Kevin Fredericks (born May 1, 1983), known professionally as KevOnStage, is an American comedian, actor, writer, and digital content creator. He is known for his observational comedy centered on family life, faith, and contemporary culture, as well as for building a large audience through platforms such as YouTube and Instagram.

== Early life and education ==
Fredericks was raised in a Christian household, an influence that later shaped much of his comedic voice and subject matter. Before pursuing entertainment full time, he worked various jobs while developing his comedic style.

== Career ==

=== Digital media ===
Fredericks began his career creating comedic sketches and commentary videos on platforms such as YouTube and Instagram. His content often focuses on relationships, parenting, and church culture, helping him build a large online following. Outside of his own social media profiles and shows, he was a recurring cast member on YouTube comedy platforms such as All Def Digital.

=== Stand-up comedy ===
As his online audience grew, Fredericks transitioned into stand-up comedy, headlining national tours including the Person of Interest tour.
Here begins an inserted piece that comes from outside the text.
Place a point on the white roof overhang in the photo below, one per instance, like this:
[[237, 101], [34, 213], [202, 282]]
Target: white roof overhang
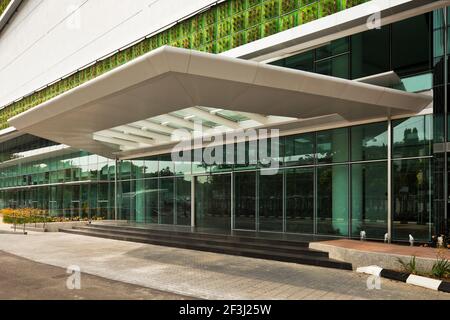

=== Television and film ===
In 2021, Fredericks created the food reality series What's Good, showcasing black-owned restaurants in the United States. The series aired on Fredericks' streaming service KevOnStage Studios. He later co-hosted the TBS talk series Friday Night Vibes alongside Nina Parker.

In 2024, Fredericks co-created and starred in the BET+ comedy series Churchy, which explores church life and community through humor. The second season of the series premiered in August 2025. He created and starred in the improv comedy sketch show The Hospital, which premiered in September 2025 on BET. He serves as an executive producer for the scripted series FreeLance, which premiered at the 2026 Sundance Film Festival.

=== Podcasting ===
Fredericks co-hosts the podcast Here's the Thing with comedian That Chick Angel. The podcast features discussions on relationships, entertainment, and culture, often incorporating humor and personal anecdotes. Since 2025, he has been hosting the iHeartPodcasts and Unanimous Media podcast Not My Best Moment, where he interviews guests about mistakes they've made in their careers.

== Awards and recognition ==
Fredericks was nominated for "Outstanding Social Media Personality of the Year” at the 2023 NAACP Image Awards.